Every University defines a Bachelor of Arts and a Bachelor of Science differently, that is, these degrees aren't standardized. The only difference between the two in the SoC is that a B.A. has a language requirement, and a B.S. may or may not, depending on the major. Typically, students in the performing/production arts (Theatre, Performance Studies, Radio/Television/Film) prefer a B.A. because it seems to fit better with their field. Students in the communication sciences (Communication Studies and Communication Sciences & Disorders) tend to choose a B.S., for similar reasons. The option is completely up to you, however. Talk to your adviser if you have more specific concerns.

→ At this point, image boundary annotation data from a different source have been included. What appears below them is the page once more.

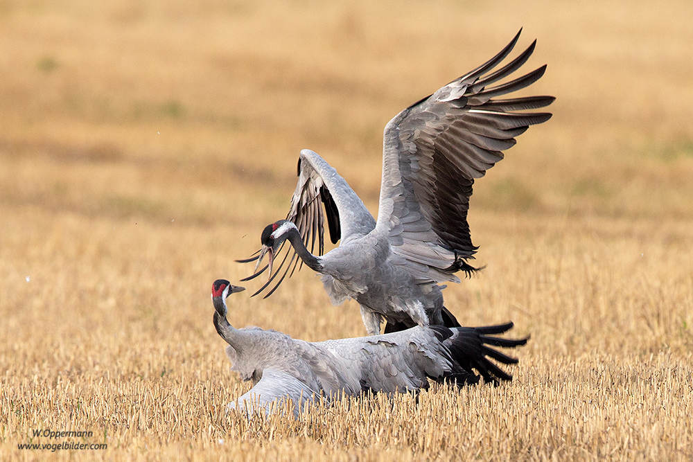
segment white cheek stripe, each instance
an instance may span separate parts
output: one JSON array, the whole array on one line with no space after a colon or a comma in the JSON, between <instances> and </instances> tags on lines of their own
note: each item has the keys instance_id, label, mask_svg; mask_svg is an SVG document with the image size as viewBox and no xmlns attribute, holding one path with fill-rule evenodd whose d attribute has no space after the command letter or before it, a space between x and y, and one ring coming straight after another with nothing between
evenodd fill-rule
<instances>
[{"instance_id":1,"label":"white cheek stripe","mask_svg":"<svg viewBox=\"0 0 693 462\"><path fill-rule=\"evenodd\" d=\"M295 227L296 225L291 222L286 222L281 224L281 226L274 230L274 232L272 233L272 237L277 238L277 236L281 236L284 233L288 232L289 229Z\"/></svg>"}]
</instances>

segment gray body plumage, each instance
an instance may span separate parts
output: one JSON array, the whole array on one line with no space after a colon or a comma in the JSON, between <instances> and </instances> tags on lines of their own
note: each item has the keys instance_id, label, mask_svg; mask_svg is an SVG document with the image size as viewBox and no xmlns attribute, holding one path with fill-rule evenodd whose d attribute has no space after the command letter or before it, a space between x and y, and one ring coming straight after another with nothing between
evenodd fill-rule
<instances>
[{"instance_id":1,"label":"gray body plumage","mask_svg":"<svg viewBox=\"0 0 693 462\"><path fill-rule=\"evenodd\" d=\"M259 328L236 329L227 320L225 299L242 287L219 280L213 286L214 324L229 346L231 369L254 387L229 409L268 413L272 403L290 399L298 414L306 402L322 397L326 402L342 394L357 396L371 390L395 393L427 388L428 379L446 377L475 383L474 367L490 381L511 380L486 358L517 362L486 344L514 347L526 339L484 335L500 333L511 323L491 328L416 326L397 332L360 338L308 342ZM484 330L486 329L486 330Z\"/></svg>"},{"instance_id":2,"label":"gray body plumage","mask_svg":"<svg viewBox=\"0 0 693 462\"><path fill-rule=\"evenodd\" d=\"M477 249L466 221L474 179L503 158L502 151L515 144L515 136L551 116L514 112L547 106L554 99L551 96L492 99L524 88L543 74L545 66L491 87L520 67L534 51L534 43L494 70L519 35L488 62L402 111L387 125L377 221L334 168L315 152L301 152L299 181L287 217L295 231L283 226L271 235L281 242L290 233L296 234L290 240L296 253L267 296L298 254L324 275L333 303L346 299L359 303L369 335L380 333L383 319L399 328L444 325L444 315L449 312L443 305L445 286L440 283L459 282L455 274L459 270L467 274L476 270L466 263ZM332 241L341 242L316 256L311 254L316 237L319 256L324 248L322 204ZM262 255L245 261L259 263ZM270 262L272 256L270 253ZM452 326L459 324L455 320Z\"/></svg>"}]
</instances>

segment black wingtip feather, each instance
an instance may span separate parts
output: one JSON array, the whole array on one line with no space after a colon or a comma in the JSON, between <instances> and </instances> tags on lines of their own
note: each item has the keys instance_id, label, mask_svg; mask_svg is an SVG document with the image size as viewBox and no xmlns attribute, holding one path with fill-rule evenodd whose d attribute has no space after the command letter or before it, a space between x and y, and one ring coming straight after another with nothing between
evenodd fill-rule
<instances>
[{"instance_id":1,"label":"black wingtip feather","mask_svg":"<svg viewBox=\"0 0 693 462\"><path fill-rule=\"evenodd\" d=\"M527 339L503 339L489 335L505 333L513 326L511 321L495 326L454 329L455 335L450 346L450 352L455 365L466 373L473 373L475 370L486 382L493 384L511 380L512 375L503 371L489 358L503 364L517 364L518 359L489 346L515 348L525 344Z\"/></svg>"}]
</instances>

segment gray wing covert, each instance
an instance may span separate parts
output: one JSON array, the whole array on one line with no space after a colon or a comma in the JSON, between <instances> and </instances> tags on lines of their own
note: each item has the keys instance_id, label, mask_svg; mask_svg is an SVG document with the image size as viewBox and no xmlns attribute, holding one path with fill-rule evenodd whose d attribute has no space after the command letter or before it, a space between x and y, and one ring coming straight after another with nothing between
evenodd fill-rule
<instances>
[{"instance_id":1,"label":"gray wing covert","mask_svg":"<svg viewBox=\"0 0 693 462\"><path fill-rule=\"evenodd\" d=\"M431 329L415 327L321 344L360 371L362 389L394 393L427 388L427 377L450 372L449 353L441 342Z\"/></svg>"},{"instance_id":2,"label":"gray wing covert","mask_svg":"<svg viewBox=\"0 0 693 462\"><path fill-rule=\"evenodd\" d=\"M306 384L295 377L278 369L267 368L262 378L247 393L229 403L227 411L236 409L249 416L258 412L270 414L278 412L283 404L290 400L295 417L306 402L313 402L315 394Z\"/></svg>"},{"instance_id":3,"label":"gray wing covert","mask_svg":"<svg viewBox=\"0 0 693 462\"><path fill-rule=\"evenodd\" d=\"M520 31L521 32L521 31ZM467 211L474 179L503 158L515 137L551 114L515 112L555 99L492 99L525 88L545 65L495 87L529 58L534 42L500 69L520 33L493 58L407 108L387 124L378 228L420 280L457 281L452 273L475 268Z\"/></svg>"}]
</instances>

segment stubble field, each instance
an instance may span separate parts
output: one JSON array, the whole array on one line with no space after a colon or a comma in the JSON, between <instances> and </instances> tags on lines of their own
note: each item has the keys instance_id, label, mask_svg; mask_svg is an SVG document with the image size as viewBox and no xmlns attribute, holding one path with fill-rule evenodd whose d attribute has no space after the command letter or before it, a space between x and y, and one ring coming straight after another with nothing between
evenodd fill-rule
<instances>
[{"instance_id":1,"label":"stubble field","mask_svg":"<svg viewBox=\"0 0 693 462\"><path fill-rule=\"evenodd\" d=\"M693 6L579 5L0 5L0 459L693 459ZM445 291L532 335L514 382L225 415L249 384L210 287L249 274L299 150L377 213L385 124L520 26L554 116L477 182L487 267ZM247 294L236 326L365 334L308 269ZM67 441L107 449L18 449Z\"/></svg>"}]
</instances>

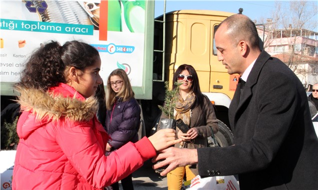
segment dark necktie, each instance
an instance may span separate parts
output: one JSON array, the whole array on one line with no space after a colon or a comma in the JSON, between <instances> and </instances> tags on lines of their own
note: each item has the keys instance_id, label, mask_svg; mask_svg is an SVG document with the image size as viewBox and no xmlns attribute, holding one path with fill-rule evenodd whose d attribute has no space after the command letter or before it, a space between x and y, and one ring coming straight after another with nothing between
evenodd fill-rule
<instances>
[{"instance_id":1,"label":"dark necktie","mask_svg":"<svg viewBox=\"0 0 318 190\"><path fill-rule=\"evenodd\" d=\"M238 80L238 82L240 83L240 96L239 96L239 100L241 100L241 98L242 98L242 94L243 94L243 91L244 91L244 87L245 86L245 84L246 83L246 82L244 80L242 80L242 78L239 78L239 80Z\"/></svg>"}]
</instances>

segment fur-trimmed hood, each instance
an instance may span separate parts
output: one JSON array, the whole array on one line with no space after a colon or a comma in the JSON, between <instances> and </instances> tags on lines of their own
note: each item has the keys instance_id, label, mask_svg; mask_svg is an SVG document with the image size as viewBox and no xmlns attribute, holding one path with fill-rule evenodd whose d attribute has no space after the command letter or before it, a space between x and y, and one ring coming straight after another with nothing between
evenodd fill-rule
<instances>
[{"instance_id":1,"label":"fur-trimmed hood","mask_svg":"<svg viewBox=\"0 0 318 190\"><path fill-rule=\"evenodd\" d=\"M98 108L97 99L85 98L69 86L60 84L45 92L38 90L18 88L21 94L18 100L22 110L36 114L37 120L56 120L64 117L75 122L88 121Z\"/></svg>"}]
</instances>

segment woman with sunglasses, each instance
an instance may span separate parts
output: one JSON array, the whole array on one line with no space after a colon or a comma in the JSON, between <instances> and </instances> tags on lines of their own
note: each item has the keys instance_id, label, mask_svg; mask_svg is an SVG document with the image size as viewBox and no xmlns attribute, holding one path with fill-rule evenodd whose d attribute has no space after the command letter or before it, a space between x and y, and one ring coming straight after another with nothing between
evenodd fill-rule
<instances>
[{"instance_id":1,"label":"woman with sunglasses","mask_svg":"<svg viewBox=\"0 0 318 190\"><path fill-rule=\"evenodd\" d=\"M106 152L110 154L129 142L138 140L141 110L125 70L114 70L107 84L105 130L111 138L106 145ZM121 184L124 190L133 190L131 174L122 180ZM111 186L114 190L119 190L118 182Z\"/></svg>"},{"instance_id":2,"label":"woman with sunglasses","mask_svg":"<svg viewBox=\"0 0 318 190\"><path fill-rule=\"evenodd\" d=\"M181 83L179 86L179 101L175 107L175 118L181 118L189 126L186 132L182 132L177 126L177 134L182 142L175 147L197 148L207 146L207 138L216 133L218 126L212 104L208 98L201 92L199 80L194 68L190 65L182 64L178 68L173 76L174 83ZM174 84L172 88L176 86ZM162 118L165 118L163 114ZM160 128L160 126L159 126ZM196 165L178 167L167 174L169 190L181 189L184 174L186 180L198 175Z\"/></svg>"}]
</instances>

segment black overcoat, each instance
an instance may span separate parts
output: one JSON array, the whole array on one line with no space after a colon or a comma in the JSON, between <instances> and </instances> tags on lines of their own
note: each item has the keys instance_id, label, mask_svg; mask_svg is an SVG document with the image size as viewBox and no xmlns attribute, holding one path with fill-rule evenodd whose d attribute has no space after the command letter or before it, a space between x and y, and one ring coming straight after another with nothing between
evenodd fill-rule
<instances>
[{"instance_id":1,"label":"black overcoat","mask_svg":"<svg viewBox=\"0 0 318 190\"><path fill-rule=\"evenodd\" d=\"M199 174L239 174L241 190L318 190L318 139L294 74L263 51L239 96L229 110L235 145L198 149Z\"/></svg>"}]
</instances>

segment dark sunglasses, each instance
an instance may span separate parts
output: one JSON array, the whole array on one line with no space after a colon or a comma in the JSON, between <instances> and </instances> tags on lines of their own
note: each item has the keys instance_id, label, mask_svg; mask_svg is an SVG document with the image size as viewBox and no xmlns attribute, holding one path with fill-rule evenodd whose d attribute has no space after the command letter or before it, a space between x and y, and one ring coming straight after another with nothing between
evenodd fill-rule
<instances>
[{"instance_id":1,"label":"dark sunglasses","mask_svg":"<svg viewBox=\"0 0 318 190\"><path fill-rule=\"evenodd\" d=\"M185 76L184 74L179 74L177 78L178 80L182 81L184 80L184 78L187 80L188 82L192 82L193 80L193 76L192 75L187 75Z\"/></svg>"}]
</instances>

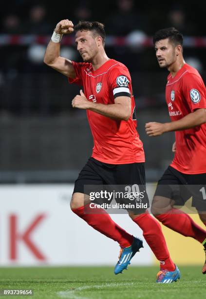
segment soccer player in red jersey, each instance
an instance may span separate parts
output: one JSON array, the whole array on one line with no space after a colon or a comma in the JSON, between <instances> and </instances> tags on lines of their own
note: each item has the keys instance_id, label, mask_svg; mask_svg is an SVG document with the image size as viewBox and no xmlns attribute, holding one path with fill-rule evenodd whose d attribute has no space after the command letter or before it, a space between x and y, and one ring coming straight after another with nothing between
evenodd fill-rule
<instances>
[{"instance_id":1,"label":"soccer player in red jersey","mask_svg":"<svg viewBox=\"0 0 206 299\"><path fill-rule=\"evenodd\" d=\"M184 61L183 37L177 30L159 30L153 43L159 66L170 72L166 98L171 122L148 123L146 130L150 136L174 131L175 153L158 182L152 212L166 226L202 243L206 254L206 231L188 215L173 208L184 205L192 196L192 206L206 225L206 87L197 70ZM206 273L206 262L203 273Z\"/></svg>"},{"instance_id":2,"label":"soccer player in red jersey","mask_svg":"<svg viewBox=\"0 0 206 299\"><path fill-rule=\"evenodd\" d=\"M71 33L74 29L77 50L83 63L59 56L63 34ZM142 241L114 222L105 210L92 208L85 187L138 185L145 192L144 203L149 204L149 201L145 188L145 155L136 130L131 76L124 64L107 57L105 39L104 25L101 23L79 22L74 28L71 21L62 20L56 25L44 62L68 77L70 83L83 86L84 92L81 90L72 105L74 108L86 110L94 147L92 157L75 182L71 207L89 225L118 242L120 255L114 269L114 273L118 274L130 264L131 258L142 247ZM135 213L129 209L128 212L143 230L145 239L160 261L161 272L157 282L176 281L180 278L179 271L169 257L158 222L146 209Z\"/></svg>"}]
</instances>

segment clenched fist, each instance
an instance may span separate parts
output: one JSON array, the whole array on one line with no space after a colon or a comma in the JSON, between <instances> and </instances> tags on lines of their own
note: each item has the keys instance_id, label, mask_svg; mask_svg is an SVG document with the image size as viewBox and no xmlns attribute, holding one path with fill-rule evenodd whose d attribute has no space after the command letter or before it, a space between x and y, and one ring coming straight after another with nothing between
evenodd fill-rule
<instances>
[{"instance_id":1,"label":"clenched fist","mask_svg":"<svg viewBox=\"0 0 206 299\"><path fill-rule=\"evenodd\" d=\"M58 34L69 34L73 31L73 23L68 19L60 21L55 28L55 32Z\"/></svg>"}]
</instances>

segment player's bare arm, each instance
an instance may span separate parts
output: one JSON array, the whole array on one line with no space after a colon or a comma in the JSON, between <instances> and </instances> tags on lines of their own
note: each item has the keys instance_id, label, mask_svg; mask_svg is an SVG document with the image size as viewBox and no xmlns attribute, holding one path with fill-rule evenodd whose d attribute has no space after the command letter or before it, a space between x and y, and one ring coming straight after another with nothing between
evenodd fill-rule
<instances>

Unless you are able to/want to commute from home, first-year students are required to live on campus. Some students love living in the dorms and decide to stay there all 4 years. A majority of students, however, have moved out of the dorms by their junior year. Many students rent apartments near campus and some switch to Greek housing. Northwestern is located in a very nice area of Evanston where there are ample apartment options within blocks of campus. Apartments can sometimes be more affordable than living on campus, and many students prefer it because they can pick their own rooms and roommates. The disadvantage is that some apartments can be much further away from campus than dorms; so, if you don't have a car, these commutes can be frustrating. For more specific questions, visit residential life at NU.
The School of Communication does not require students to have a single type of computer (i.e. PC or Mac). Please see NUIT's recommended laptop hardware for PC and Mac. For R/T/F follow the "power user" section.
The registrar's office maintains the university academic calendar.